Overall, the project generated 331 engagement activities, 166 publications, and 94 influences on policy and practice, including influencing changes to the use of benefits sanction, and changes to the implementation of Universal Credit. Within that project, I had a specific focus on the experiences on vulnerable and marginalised groups within this system.
This focus on ensuring the system responded to those with more complex needs led me to develop the second project, called Sanctions, Support and Service Leavers, which focuses specifically on the experiences of military veterans within the benefits system, and represents the first ever UK research to focus on this issue. Again, the research tracked people’s experiences over time, highlighting some of the challenges that people faced when accessing the benefits system as part of their transition from military to civilian life. The research has been used to support a range of policy and practice changes.
How does it feel to have your research making a real-life impact in the community and, in terms of next steps, do you think there is more that needs to be done on this matter?
I am incredibly proud of the work that we have been leading at Salford and our influence and impact in relation to both social security policy and practice, along with the support provided to military veterans. However, the impact would not be possible without the relationships we have established with the Department for Work and Pensions, the Ministry of Defence and other key stakeholders. Engaging positively with those who are responsible for developing policy and changing practice is absolutely vital for researchers.

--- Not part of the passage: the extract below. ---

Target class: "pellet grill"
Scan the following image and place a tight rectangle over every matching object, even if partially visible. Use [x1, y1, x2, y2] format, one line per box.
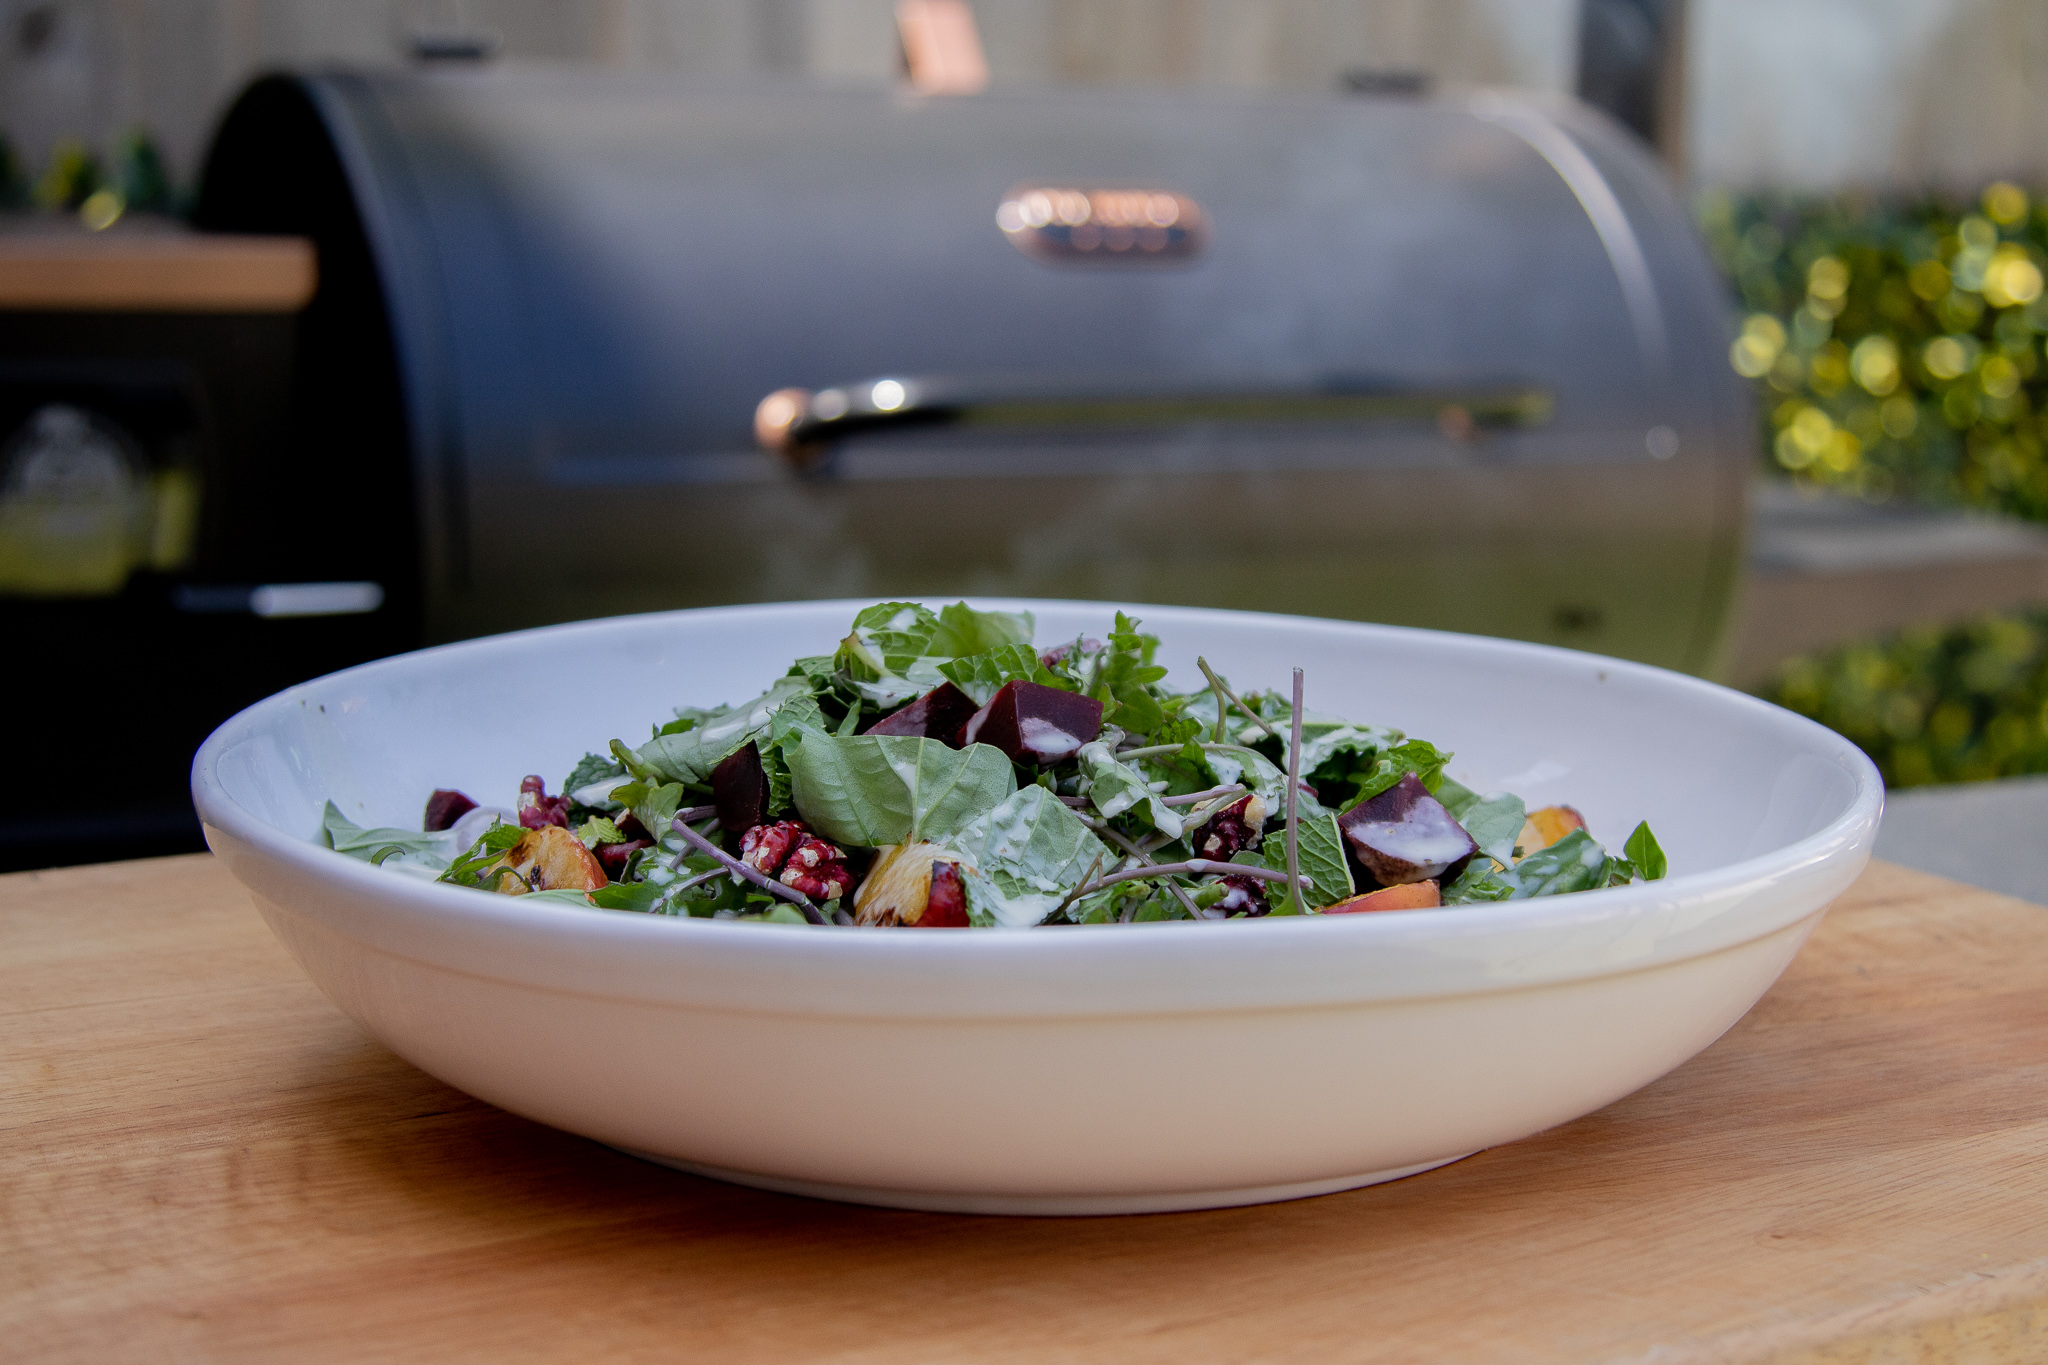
[196, 68, 1748, 672]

Our research focusing on veterans and the benefits system continues, as does our engagement with policy and practice stakeholders. In many ways the findings we presented represented a starting point not an end point, and we want to understand the impact of the changes that have been made. But there is also a bigger piece of work we need to do around how people experience interacting with the benefits system to ensure that they are appropriately supported. I have advocated that the benefits system should be using trauma informed approaches, and this is something that we are now exploring with key stakeholders.